Death: A Self portrait is a free exhibition on at the Wellcome collection until 24 February.
I should start by saying that there are some and interesting pieces in this free exhibition. An eclectic, or some might say haphazard, mix of items around the theme of death we see everything from a fascinating chart of death, Tibetan skull masks and medieval images of the grim reaper stalking honest folk.
The sketches by Goya and Otto Dix are deep, grisly, moving and easily the most profound elements of the exhibition – both of which were fueled from their own personal experiences of death and killing. These sketches alone make a visit to the Death exhibition worth while.
However, I could not help but be disappointed overall because despite the title and surface appearances perhaps there was simply very little exploration of death. The vast majority of exhibits were in fact skulls or bones. Bodies, turned into artifacts, not so much lifeless as never having lived – and as such entirely unchallenging. The worst offenders on these scores were the demon masks – interesting visages no doubt – but simply having skulls in a crown does not make essentially religious objects representing evil into an image of death.
There were some delicious Japanese paintings of dancing skeletons prancing around and having fun. They were great but on the whole what we did not see was death as a process that transforms the living into the lifeless. We saw bones. Objects not events and, I think I’m right in saying, it is death as an event that consumes the attention rather than the idea that our bodies stop moving about after the spark of life has been extinguished.
There were a few momentary hints, for example the fear in eyes of the evil man as he’s dragged of to hell in one small drawing, but on the whole a bronze skull holds no more philosophical depth than a used hat. Perhaps less.

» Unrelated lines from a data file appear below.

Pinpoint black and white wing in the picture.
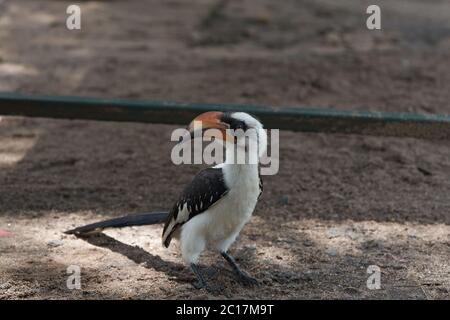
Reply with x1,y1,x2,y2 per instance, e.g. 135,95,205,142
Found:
162,167,229,247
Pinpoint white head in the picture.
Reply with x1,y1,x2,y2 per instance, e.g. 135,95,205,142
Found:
189,111,267,161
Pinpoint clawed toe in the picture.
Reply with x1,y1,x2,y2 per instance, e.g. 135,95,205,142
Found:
239,273,259,287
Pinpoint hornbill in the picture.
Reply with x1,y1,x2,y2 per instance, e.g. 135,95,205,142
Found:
66,111,267,290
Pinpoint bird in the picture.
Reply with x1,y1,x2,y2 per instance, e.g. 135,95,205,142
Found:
65,111,268,291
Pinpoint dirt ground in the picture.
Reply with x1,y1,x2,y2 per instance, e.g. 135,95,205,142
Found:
0,0,450,299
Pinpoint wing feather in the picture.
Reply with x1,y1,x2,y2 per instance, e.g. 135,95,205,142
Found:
162,167,229,247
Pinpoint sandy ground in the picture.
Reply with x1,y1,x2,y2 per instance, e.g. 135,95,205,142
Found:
0,0,450,299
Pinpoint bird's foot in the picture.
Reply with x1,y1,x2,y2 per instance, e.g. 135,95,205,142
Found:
192,281,223,294
237,271,259,287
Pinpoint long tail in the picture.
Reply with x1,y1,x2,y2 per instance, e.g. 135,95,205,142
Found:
64,212,169,235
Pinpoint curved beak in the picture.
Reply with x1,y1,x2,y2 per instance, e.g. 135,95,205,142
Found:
186,111,234,141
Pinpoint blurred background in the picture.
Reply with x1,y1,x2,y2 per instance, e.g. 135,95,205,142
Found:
0,0,450,299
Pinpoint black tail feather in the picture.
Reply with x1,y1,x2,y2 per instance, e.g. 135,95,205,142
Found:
64,212,169,235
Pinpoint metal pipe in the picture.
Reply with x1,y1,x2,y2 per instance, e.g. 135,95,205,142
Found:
0,93,450,140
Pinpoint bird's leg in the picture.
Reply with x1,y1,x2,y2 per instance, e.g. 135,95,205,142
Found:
221,252,258,286
191,263,212,291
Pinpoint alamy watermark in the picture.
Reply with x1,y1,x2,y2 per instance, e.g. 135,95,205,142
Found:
366,265,381,290
66,4,81,30
66,265,81,290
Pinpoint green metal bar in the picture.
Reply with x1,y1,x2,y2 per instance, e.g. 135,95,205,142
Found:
0,93,450,140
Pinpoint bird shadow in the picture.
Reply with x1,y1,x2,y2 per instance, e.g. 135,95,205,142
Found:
77,233,194,283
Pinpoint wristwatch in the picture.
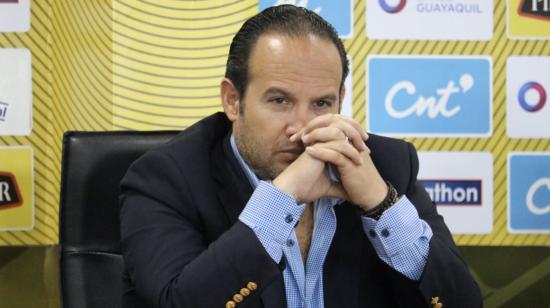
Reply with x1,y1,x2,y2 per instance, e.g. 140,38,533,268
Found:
362,181,399,220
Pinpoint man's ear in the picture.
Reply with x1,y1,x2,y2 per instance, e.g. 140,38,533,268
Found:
220,78,240,122
338,85,346,113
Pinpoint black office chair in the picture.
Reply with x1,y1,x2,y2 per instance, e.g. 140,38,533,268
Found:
59,131,177,308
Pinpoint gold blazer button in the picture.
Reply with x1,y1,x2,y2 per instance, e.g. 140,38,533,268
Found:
239,288,250,296
233,293,244,303
225,301,237,308
246,281,258,291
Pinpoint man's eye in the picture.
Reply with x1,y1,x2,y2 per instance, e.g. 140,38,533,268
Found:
313,101,332,108
270,97,286,104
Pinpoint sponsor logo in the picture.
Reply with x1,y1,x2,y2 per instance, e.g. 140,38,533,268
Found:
366,56,492,137
0,171,23,210
418,152,493,234
0,102,8,122
378,0,407,14
506,56,550,139
508,152,550,233
419,179,482,206
0,146,34,231
518,0,550,21
518,81,546,112
258,0,353,38
525,178,550,215
365,0,493,40
0,48,32,136
384,74,474,119
416,0,483,14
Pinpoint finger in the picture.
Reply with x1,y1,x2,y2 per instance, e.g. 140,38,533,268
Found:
302,126,347,145
290,113,368,142
330,121,367,151
314,140,364,167
327,182,349,200
306,141,363,168
302,121,367,151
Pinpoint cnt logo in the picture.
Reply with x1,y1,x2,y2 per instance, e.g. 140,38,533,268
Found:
378,0,407,14
518,81,550,112
508,152,550,233
525,177,550,216
0,172,23,210
518,0,550,21
418,179,482,206
0,102,8,122
384,74,474,119
366,56,492,137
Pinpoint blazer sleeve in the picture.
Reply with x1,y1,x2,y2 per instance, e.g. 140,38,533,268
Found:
391,143,482,308
120,151,284,308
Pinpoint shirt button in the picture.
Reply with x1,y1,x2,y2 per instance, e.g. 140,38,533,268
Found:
285,214,294,224
369,229,376,238
286,239,294,247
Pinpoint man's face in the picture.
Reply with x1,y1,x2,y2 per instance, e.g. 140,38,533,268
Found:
226,34,343,179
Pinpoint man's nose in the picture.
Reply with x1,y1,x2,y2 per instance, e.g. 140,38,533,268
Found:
286,104,315,137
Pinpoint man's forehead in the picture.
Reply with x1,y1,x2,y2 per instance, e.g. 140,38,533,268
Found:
248,32,342,74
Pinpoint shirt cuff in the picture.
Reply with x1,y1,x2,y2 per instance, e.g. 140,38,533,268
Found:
362,196,433,280
239,181,305,263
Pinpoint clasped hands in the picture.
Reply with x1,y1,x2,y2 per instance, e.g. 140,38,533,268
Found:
273,114,388,210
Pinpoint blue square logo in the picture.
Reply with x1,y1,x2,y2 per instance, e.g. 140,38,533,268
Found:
508,153,550,233
366,56,492,137
258,0,353,38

If you are in the area please do go and take a look but don’t expect to leave with a mind full of new ideas and fears. Seeing the remains of someone else is never creates the association with the fact that you yourself, and everyone you love, will one day die. For such a controversial subject the tone was one that shied away from touching on taboos, on the inevitability of our demise, or indeed the indisputable fact that one day there wont be a single human being left in the universe – although I assume that day is sometime to come.